Suppose that homeworks are graded by TA1 with probability 0.3, by TA2 with probability 0.5 and by TA3 with probability 0.2.

a): TA1 takes an amount of time (in hours) to grade that is Poisson with parameter $\lambda $.
b): TA2 takes an amount of time (in hours) to grade that is Binomial with parameters $n$ and $p$.
c): TA3 takes an amount of time (in hours) to grade that is Geometric with parameter $p$.

What is the probability that TA1 did the grading given that the number of hours it took was $h$?
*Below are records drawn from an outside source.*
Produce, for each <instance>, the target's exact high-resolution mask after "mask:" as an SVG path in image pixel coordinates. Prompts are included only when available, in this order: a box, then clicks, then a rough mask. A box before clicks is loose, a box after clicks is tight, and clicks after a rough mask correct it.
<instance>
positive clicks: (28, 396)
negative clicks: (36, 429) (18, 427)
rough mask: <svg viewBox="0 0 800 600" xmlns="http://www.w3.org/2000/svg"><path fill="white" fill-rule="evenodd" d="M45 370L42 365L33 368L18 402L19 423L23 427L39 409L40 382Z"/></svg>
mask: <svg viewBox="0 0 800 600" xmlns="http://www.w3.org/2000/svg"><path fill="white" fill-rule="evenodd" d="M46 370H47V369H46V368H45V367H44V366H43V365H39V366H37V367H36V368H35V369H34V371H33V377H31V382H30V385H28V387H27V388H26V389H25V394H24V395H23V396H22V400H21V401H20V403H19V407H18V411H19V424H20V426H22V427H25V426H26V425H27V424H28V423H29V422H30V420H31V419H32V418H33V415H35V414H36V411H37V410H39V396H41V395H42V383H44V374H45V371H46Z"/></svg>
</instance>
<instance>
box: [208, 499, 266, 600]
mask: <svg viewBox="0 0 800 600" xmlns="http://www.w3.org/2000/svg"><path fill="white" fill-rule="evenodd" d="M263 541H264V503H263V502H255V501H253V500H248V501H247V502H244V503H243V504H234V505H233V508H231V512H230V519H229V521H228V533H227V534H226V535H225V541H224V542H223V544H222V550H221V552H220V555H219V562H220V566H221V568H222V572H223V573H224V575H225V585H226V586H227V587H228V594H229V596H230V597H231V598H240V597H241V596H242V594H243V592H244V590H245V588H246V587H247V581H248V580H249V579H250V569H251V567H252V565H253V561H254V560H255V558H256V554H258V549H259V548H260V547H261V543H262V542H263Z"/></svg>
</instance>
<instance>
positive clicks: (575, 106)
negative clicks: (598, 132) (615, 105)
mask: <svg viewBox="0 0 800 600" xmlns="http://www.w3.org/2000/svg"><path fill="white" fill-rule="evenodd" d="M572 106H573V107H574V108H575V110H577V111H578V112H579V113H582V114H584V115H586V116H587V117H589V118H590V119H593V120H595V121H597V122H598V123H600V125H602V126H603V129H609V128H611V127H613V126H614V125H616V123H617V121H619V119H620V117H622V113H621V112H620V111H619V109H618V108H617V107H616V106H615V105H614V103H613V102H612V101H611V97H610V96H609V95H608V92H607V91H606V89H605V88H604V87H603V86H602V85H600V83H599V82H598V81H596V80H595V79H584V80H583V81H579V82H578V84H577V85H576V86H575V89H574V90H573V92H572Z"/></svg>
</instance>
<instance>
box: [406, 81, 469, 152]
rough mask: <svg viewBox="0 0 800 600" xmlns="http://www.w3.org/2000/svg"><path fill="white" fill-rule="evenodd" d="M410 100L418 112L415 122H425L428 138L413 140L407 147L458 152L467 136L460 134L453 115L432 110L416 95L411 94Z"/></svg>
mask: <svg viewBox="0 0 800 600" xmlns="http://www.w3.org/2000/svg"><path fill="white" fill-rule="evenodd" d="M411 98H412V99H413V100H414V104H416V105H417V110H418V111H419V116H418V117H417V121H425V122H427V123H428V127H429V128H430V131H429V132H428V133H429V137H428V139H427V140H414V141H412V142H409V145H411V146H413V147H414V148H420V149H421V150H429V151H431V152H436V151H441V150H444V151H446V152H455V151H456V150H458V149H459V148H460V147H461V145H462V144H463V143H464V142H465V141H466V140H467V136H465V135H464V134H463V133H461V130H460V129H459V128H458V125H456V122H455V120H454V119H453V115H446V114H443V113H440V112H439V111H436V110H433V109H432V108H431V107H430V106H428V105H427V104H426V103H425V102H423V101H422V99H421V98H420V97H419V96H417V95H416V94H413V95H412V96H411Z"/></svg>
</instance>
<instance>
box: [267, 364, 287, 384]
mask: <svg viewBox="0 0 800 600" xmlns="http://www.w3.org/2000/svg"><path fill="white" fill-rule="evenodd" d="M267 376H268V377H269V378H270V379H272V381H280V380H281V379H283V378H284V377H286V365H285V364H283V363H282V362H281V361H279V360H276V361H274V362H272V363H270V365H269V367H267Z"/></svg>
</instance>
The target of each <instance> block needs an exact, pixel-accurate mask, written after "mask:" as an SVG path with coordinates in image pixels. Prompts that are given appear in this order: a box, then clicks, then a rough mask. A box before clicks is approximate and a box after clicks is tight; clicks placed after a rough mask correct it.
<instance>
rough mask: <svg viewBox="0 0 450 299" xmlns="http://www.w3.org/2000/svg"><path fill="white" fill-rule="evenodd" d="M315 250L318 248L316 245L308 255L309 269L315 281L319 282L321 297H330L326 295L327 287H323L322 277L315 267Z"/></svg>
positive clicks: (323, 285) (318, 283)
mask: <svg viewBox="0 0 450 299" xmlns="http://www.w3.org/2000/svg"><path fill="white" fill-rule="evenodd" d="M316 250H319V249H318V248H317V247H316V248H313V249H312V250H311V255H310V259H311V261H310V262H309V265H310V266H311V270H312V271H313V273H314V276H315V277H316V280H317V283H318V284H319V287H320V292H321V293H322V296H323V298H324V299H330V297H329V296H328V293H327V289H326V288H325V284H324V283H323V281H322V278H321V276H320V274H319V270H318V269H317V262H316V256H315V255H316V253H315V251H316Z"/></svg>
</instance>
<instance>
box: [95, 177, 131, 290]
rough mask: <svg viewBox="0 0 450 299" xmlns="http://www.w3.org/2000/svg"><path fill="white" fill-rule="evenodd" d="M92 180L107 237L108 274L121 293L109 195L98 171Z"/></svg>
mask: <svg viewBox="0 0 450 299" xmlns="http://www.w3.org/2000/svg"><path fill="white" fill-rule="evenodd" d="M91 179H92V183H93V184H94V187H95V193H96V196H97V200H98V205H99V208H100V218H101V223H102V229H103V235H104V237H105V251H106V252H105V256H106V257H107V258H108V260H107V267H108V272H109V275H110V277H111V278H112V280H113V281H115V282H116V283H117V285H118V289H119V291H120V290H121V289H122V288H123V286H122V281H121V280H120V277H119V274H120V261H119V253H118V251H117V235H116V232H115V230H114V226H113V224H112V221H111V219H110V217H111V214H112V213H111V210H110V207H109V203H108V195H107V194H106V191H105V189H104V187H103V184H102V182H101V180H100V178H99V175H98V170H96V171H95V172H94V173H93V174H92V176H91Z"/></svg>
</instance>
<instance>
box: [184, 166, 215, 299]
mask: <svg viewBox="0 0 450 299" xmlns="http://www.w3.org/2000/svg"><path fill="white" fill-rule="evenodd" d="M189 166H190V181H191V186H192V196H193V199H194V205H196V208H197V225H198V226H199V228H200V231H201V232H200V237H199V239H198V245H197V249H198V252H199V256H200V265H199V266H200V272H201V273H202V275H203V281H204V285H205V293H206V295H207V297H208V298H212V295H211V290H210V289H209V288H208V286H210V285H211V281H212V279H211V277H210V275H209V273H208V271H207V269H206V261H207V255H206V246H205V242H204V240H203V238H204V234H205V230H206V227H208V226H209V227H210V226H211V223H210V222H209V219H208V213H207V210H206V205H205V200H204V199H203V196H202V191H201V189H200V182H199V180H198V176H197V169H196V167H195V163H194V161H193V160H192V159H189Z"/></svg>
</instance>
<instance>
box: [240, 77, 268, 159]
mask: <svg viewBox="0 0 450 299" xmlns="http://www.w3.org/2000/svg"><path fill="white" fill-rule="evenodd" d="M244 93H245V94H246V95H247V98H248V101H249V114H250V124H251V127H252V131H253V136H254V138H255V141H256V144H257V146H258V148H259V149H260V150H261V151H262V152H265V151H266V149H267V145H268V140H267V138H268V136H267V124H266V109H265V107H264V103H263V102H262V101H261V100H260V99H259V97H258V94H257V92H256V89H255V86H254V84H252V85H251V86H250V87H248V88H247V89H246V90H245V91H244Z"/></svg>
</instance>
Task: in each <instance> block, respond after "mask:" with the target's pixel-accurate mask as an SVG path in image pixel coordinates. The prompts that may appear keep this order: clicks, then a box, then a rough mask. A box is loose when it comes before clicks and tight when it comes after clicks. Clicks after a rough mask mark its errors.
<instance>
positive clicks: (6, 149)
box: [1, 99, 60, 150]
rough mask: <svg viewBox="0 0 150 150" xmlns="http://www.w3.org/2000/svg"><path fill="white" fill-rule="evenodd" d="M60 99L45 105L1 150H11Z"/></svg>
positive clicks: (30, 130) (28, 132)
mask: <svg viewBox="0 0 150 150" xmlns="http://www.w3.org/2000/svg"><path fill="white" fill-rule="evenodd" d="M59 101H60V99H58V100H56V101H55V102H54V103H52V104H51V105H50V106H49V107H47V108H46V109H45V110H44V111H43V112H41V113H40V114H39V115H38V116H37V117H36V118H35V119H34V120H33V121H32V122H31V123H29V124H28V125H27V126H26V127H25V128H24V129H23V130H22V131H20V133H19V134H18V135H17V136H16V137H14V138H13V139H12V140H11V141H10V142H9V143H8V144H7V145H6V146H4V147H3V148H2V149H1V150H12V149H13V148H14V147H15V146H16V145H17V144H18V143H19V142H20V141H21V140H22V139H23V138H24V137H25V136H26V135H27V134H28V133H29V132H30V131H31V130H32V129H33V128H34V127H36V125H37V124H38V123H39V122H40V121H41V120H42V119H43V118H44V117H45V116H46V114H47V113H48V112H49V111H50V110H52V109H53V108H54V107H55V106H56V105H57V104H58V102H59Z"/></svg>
Let $H$ be the number of hours it took to grade. By Bayes Theorem, \[ \begin {aligned} \Pr (\text {TA1 graded} |H=h) &=\frac {\Pr (H=h |\text { TA1 graded})\cdot \Pr (\text {TA1 graded})}{\Pr (H=h)}\\ &= \frac {e^{\lambda }\frac {\lambda ^h}{h!} \cdot 0.3 }{\Pr (H=h)}\\ &=\frac {e^{\lambda }\frac {\lambda ^h}{h!}\cdot 0.3 }{0.3\cdot e^{\lambda }\frac {\lambda ^h}{h!} + 0.5 \cdot \binom {n}{h} p^h (1-p)^{n-h} + 0.2\cdot (1-p)^{h-1}p}, \end {aligned} \] where we used the Law of Total Probability to compute the denominator in the last step.